Burger King Halloween Whopper Turning Skin Black-Fiction!
Summary of eRumor:
A limited edition Halloween Whopper introduced by Burger King is turning customers’ skin black.
Burger King’s Halloween Whopper hasn’t turned customers’ skin black, but it has gained attention for reportedly turning something else green.
First, the false report that the Halloween Whopper has turned customer’s skin black was started by the fake news website Huzlers. The (fake) story reported that Burger King’s Halloween Whopper, which features a black bun, had turned customers “from Caucasian to Black”:
The FDA decided to open an urgen investigation on the Halloween Whopper and made a shocking discovery. The FDA discovered that the Whopper is not dyed black with ordinary food coloring as Burger King announced, but rather dyed with extremely high amounts of black ink, enough to turn your skin black within a few days. Experts say ordinary food coloring could not turn the bread black as Burger King wanted, so they proceeded to use black ink. “It’s like getting a huge tattoo,” says Dr. Esteban Greizman.
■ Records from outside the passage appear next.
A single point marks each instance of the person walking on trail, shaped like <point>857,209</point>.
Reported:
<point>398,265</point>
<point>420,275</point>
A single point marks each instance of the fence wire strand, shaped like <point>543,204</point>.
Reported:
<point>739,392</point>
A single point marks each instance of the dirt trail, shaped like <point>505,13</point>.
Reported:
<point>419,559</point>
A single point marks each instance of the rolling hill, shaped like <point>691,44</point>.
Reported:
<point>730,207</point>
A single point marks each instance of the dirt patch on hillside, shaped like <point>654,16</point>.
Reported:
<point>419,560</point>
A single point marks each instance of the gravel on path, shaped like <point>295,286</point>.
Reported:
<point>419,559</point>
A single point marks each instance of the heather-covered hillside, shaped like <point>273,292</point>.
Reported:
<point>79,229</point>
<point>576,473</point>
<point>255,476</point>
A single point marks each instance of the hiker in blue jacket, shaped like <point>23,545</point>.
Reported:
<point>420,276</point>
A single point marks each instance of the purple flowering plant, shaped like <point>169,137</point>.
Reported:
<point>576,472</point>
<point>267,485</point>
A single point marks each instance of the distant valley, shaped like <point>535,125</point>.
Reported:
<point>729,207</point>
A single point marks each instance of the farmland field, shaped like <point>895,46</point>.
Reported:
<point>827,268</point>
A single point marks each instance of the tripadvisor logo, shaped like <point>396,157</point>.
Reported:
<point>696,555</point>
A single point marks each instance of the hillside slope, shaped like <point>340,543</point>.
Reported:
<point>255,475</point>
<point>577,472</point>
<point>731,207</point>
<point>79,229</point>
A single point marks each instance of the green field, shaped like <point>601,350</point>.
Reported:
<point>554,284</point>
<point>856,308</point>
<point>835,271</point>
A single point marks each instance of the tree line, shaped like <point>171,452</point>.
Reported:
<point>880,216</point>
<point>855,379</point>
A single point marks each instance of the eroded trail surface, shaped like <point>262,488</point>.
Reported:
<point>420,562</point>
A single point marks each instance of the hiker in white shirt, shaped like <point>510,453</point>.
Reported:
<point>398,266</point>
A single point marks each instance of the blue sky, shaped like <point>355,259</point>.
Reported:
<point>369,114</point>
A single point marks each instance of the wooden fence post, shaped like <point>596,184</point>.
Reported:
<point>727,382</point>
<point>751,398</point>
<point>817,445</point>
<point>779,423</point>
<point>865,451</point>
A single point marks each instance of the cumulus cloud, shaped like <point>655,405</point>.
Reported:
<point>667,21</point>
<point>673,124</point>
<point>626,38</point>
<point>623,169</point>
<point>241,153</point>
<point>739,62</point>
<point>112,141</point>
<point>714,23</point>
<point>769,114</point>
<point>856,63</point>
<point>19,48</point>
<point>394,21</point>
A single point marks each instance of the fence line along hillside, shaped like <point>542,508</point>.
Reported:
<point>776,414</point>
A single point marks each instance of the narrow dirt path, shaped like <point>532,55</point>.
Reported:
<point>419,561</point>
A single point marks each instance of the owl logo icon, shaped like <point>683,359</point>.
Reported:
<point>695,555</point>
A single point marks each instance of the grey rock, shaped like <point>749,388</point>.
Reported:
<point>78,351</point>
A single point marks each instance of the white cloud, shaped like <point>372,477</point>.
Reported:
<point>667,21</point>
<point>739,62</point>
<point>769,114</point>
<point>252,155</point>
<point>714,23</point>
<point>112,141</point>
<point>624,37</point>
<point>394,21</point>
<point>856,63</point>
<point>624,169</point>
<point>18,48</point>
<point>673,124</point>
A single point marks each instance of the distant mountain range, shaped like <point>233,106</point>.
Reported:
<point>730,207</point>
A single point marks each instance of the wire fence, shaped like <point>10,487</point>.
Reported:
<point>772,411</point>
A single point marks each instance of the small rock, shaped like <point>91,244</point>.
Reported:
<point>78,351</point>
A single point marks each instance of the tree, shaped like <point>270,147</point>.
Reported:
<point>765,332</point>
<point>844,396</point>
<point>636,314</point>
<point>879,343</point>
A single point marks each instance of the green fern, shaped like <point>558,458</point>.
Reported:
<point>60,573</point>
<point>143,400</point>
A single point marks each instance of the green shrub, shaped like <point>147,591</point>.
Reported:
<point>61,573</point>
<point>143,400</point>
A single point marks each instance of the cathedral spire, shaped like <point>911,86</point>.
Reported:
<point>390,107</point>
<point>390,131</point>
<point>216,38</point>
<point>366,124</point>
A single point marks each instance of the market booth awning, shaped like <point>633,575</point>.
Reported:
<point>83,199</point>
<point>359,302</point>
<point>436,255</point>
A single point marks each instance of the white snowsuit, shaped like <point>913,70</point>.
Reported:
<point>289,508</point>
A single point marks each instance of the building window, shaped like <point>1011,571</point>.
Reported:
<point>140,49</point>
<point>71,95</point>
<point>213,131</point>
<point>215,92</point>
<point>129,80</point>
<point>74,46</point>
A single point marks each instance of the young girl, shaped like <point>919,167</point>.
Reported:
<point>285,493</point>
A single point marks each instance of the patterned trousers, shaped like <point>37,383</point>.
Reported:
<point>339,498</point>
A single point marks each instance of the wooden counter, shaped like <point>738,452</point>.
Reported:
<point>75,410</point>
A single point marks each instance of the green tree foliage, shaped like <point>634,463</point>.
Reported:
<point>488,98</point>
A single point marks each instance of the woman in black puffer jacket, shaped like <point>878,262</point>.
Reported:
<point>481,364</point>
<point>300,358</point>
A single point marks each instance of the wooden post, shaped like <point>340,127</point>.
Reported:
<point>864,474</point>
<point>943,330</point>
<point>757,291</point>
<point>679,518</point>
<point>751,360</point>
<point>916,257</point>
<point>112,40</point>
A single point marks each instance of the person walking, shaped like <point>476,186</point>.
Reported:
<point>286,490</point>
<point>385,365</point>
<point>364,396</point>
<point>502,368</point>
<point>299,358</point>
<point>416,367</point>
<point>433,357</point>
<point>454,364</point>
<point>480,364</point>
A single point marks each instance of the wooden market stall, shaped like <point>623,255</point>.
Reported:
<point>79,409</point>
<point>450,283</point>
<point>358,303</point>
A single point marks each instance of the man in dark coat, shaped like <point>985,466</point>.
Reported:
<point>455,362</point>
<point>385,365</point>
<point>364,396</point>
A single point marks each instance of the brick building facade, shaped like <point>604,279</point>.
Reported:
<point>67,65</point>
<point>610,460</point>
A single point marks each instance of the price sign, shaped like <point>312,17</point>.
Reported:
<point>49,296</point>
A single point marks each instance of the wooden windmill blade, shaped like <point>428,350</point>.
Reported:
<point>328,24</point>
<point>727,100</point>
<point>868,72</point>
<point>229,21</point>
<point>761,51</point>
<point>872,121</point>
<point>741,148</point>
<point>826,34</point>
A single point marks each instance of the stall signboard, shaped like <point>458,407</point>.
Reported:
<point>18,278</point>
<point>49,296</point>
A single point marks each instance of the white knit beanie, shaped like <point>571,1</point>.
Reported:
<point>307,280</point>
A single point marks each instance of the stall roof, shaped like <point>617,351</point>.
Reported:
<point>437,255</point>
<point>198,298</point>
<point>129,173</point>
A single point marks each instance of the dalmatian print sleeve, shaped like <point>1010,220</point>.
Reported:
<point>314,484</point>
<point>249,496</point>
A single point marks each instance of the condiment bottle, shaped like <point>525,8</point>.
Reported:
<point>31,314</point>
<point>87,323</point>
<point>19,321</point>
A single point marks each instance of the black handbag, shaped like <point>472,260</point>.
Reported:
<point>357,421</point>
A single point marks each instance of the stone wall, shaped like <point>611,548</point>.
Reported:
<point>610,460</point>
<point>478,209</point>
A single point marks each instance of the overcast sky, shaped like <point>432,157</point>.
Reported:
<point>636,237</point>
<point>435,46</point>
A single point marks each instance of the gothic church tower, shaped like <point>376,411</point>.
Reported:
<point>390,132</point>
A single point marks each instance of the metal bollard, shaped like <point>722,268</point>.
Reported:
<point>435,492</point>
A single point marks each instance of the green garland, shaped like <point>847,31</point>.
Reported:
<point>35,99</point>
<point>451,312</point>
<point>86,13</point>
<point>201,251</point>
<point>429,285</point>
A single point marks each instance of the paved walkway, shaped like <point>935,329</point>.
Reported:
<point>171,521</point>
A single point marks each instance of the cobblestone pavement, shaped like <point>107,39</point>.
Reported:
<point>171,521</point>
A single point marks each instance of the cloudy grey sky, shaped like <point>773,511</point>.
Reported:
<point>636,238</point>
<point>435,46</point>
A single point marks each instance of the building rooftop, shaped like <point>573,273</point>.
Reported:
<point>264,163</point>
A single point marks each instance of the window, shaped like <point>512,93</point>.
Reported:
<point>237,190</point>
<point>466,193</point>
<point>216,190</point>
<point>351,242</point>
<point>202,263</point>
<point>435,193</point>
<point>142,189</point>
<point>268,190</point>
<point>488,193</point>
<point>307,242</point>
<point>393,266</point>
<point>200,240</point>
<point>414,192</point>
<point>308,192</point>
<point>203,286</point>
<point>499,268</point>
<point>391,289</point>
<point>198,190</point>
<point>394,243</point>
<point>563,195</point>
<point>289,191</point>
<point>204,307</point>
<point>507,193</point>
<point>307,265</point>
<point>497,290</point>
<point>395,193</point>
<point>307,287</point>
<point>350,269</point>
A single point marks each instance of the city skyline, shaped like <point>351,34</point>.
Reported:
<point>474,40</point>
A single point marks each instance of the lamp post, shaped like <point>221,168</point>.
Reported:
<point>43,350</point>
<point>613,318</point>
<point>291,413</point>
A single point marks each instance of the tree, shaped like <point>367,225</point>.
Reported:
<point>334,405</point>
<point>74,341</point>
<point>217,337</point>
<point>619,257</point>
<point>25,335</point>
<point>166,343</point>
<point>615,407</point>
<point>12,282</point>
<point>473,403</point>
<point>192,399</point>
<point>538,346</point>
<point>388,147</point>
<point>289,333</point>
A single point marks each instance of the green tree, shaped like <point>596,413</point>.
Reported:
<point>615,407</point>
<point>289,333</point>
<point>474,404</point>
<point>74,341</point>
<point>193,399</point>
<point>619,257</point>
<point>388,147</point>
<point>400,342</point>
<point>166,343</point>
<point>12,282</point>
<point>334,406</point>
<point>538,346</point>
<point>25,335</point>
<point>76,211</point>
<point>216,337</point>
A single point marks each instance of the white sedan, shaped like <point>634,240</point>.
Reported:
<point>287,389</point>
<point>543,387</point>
Within days, the story had been shared more than 13,000 times on social media sites. Taken out of context, many users were duped into believing that the story was at least partially true. Huzlers, however, isn’t a trustworthy news source, according to its Terms and Conditions page.
The Halloween Whopper has (reportedly) had a different expected side effect, however: green poop. Many customers have taken to social media to report the black bun’s unusual side effect using #greenpoop.
Burger King launched the Halloween Whopper in Japan in 2014 with great success, but the burger chain explained to ABC News that it had used a different method to dye the buns black in the U.S.:
The burger was first introduced in Japan last year. The black bun offered in Japan reportedly got its black hue from bamboo charcoal.
The American version will not feature bamboo charcoal. The dark color in the U.S. sandwich comes from the “smoky black pepper flavor of A.1. baked into the bun,” a Burger King spokesman told ABC News, adding that the bun also contains less than one percent of food dye.
The “Halloween Whopper” clocks in at 710 calories and 43 grams of fat, according to Burger King’s nutritional info. This special edition burger is actually healthier than the regular Whopper with cheese (730 calories and 44 grams of fat).
The company hasn’t commented on reports of the Halloween Whopper’s side effect, but some have commented that green food coloring is often used to dye foods black.